I was helping my son make a Father’s Day present this past weekend, printing out images of him and his dad playing baseball. My first instinct was to send them to Costco for printing, but it was 105 degrees outside, so I decided to see what kind of results I could get in the comfort of my air-conditioned home from my simple desktop inkjet photo printer (Canon Pixma iP4300, retail value $99) and Lightroom’s Print module.
To avoid having to venture out in blazing heat, I decided to use some nice matte finish stock I’d purchased from my friendly neighborhood camera store’s Epson-laden shelves. Why wouldn’t that work as well as anything? I mean Epson is a reputable company that makes good paper, right? How different can paper be? And the only Canon paper my neighborhood vendor had was a high gloss number that was just too, well, shiny.

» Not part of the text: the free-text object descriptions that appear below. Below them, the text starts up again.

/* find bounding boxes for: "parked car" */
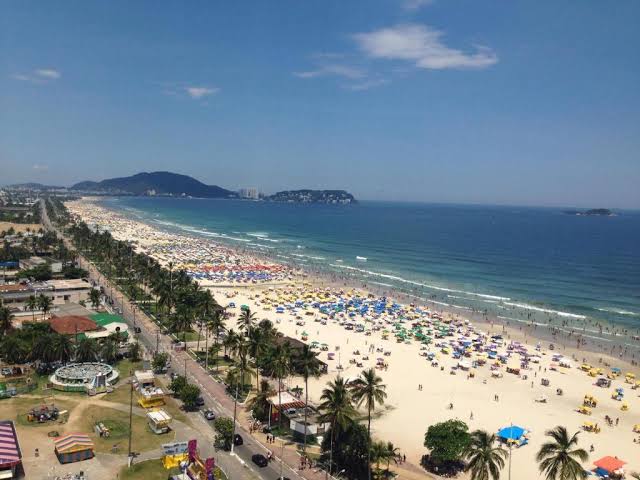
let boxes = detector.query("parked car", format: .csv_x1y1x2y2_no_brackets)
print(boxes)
233,434,243,446
252,454,268,467
195,397,205,407
202,409,215,421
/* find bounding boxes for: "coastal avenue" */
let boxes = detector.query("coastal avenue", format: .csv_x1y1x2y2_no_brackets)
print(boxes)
40,200,333,480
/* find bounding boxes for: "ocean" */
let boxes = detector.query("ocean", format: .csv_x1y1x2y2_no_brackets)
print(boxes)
100,197,640,333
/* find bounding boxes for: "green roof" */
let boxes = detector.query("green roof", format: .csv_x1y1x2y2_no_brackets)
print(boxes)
90,313,126,327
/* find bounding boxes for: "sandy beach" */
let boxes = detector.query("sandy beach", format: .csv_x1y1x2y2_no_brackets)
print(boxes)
67,198,640,478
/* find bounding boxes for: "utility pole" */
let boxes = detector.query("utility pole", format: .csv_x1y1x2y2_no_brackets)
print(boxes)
156,330,160,355
128,370,134,466
231,379,239,454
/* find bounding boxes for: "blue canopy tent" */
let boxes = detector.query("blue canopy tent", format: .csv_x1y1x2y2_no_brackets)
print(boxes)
497,425,529,447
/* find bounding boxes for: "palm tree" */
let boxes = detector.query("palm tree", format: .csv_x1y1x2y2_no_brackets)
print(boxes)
50,334,73,363
295,344,322,453
384,442,401,473
100,337,119,364
248,327,266,392
270,342,292,429
536,426,588,480
209,309,226,371
464,430,508,480
37,294,53,321
0,335,26,364
246,379,276,421
237,308,256,333
0,305,13,335
172,303,193,346
319,376,357,474
89,288,101,309
223,328,241,359
26,295,38,321
76,337,100,362
350,368,388,480
370,441,389,476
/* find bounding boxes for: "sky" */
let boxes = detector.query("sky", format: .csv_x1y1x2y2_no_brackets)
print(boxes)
1,1,639,208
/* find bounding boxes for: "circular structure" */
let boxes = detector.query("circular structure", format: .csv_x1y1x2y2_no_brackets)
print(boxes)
50,363,119,392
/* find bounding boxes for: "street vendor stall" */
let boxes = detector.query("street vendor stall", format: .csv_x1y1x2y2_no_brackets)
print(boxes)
0,420,23,478
147,409,172,434
54,433,95,464
593,456,626,478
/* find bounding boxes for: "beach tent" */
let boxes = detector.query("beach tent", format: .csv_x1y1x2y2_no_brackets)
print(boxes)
54,433,94,464
593,456,626,477
497,425,528,447
0,420,22,476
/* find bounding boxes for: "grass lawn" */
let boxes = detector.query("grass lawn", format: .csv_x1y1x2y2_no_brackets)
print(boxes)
103,383,189,425
81,405,175,454
119,459,180,480
13,397,78,427
114,359,144,380
119,459,228,480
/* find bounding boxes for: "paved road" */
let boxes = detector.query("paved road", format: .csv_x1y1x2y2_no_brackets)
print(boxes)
41,200,329,480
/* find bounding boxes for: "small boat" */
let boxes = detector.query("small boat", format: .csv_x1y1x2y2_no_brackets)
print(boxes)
356,256,367,262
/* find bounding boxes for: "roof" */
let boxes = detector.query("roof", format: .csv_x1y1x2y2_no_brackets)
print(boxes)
135,370,155,383
49,316,99,335
0,284,31,294
90,313,126,327
267,391,306,410
54,433,94,454
0,420,21,467
593,456,626,472
45,279,91,290
147,410,172,423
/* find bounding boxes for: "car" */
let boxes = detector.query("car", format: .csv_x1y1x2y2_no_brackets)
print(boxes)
251,454,268,467
202,409,215,421
195,397,205,407
233,434,243,446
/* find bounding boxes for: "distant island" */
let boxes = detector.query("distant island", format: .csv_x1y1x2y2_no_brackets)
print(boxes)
265,189,356,204
563,208,614,216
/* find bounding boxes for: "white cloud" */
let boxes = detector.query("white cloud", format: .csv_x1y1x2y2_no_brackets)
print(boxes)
354,24,498,70
402,0,433,11
11,68,61,83
345,78,389,91
185,86,219,99
32,164,49,171
294,64,365,80
36,69,61,79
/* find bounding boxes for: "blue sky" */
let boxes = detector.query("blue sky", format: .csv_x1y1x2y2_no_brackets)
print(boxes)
1,1,639,208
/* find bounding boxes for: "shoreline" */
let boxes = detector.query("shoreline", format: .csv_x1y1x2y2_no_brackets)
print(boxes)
72,196,640,371
65,197,640,478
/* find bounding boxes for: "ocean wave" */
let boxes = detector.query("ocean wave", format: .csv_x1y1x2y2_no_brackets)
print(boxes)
503,301,586,320
247,243,275,249
596,307,638,317
371,281,394,288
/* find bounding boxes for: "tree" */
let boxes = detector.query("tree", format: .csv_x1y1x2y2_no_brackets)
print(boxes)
294,344,322,452
0,305,13,335
26,295,38,321
0,335,27,364
180,383,201,410
152,352,169,373
128,341,141,362
320,421,370,480
213,417,234,450
100,337,119,363
89,288,101,309
350,367,387,480
536,426,588,480
37,294,53,321
237,308,256,333
75,337,99,362
424,420,471,465
464,430,508,480
319,376,357,475
169,375,188,396
270,342,292,429
246,379,276,422
49,333,74,363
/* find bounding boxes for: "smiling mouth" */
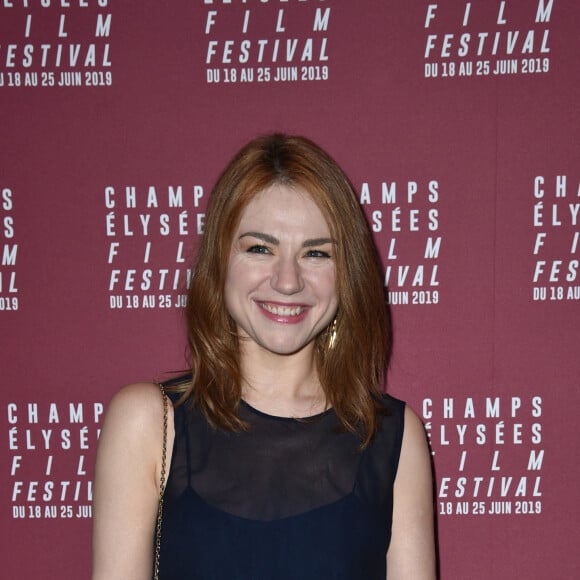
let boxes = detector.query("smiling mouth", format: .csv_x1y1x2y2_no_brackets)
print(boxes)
259,302,306,317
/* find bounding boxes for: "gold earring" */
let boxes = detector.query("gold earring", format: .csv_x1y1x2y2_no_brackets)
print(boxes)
327,318,337,350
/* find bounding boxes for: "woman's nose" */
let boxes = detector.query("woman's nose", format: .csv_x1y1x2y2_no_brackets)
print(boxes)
271,256,304,295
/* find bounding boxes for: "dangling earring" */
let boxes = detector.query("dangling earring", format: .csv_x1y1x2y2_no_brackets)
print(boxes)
327,318,338,350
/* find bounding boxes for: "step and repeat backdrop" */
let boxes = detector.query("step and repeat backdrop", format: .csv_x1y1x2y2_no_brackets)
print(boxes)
1,1,578,578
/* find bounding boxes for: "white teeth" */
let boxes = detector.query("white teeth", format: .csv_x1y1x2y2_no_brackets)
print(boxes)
260,303,304,316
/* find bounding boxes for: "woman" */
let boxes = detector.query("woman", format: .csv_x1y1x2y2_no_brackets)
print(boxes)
92,134,436,579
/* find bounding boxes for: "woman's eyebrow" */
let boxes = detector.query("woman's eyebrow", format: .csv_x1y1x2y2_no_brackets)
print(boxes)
239,233,335,247
302,238,335,247
239,232,279,244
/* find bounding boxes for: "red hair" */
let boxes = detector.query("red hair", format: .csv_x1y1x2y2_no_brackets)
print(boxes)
175,134,390,448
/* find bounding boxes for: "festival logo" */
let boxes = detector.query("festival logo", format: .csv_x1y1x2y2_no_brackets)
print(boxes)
531,174,580,302
358,179,442,306
104,183,206,310
424,393,544,517
0,1,112,89
7,399,103,521
1,187,18,312
201,0,331,85
423,1,555,79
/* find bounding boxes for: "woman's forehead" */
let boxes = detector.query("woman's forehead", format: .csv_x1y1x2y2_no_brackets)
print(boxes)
239,184,327,226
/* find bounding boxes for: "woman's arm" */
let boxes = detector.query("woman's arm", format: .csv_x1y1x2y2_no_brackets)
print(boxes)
386,405,437,579
91,382,173,580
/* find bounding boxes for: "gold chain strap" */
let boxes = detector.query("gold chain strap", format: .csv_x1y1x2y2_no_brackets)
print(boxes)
153,384,168,580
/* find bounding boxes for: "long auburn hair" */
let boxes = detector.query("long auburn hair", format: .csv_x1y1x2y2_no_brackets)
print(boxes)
175,134,390,448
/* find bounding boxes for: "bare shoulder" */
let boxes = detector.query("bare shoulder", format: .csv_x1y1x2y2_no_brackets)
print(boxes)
402,405,429,452
397,404,431,490
97,382,174,479
105,381,167,421
92,382,173,580
107,381,172,425
387,403,436,579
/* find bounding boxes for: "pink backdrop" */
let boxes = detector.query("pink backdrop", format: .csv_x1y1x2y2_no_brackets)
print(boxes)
1,1,579,578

Rookie mistake. The experienced photographers out there are shaking their heads at the obvious flaw in my plan. The rub is that the only ICC profiles that Lightroom’s Color Management pane has for my Canon printer were for specific (Canon) papers. Some part of my brain was convinced I’d be able to guess at the equivalent paper, but with all the variables, how much paper, ink, time and CMH (Color Management Headache) are you going to risk? Answer from my photographer friend was, “Just. Um. No.”
So I braved the heat, walked back over to my friendly neighborhood Epson paper-loving store, bought the one Canon paper they had, set the right profile in Lightroom, and ended up with truly frameable (albeit glossy) prints that had my son beaming on Sunday morning when he presented his dad with the final product.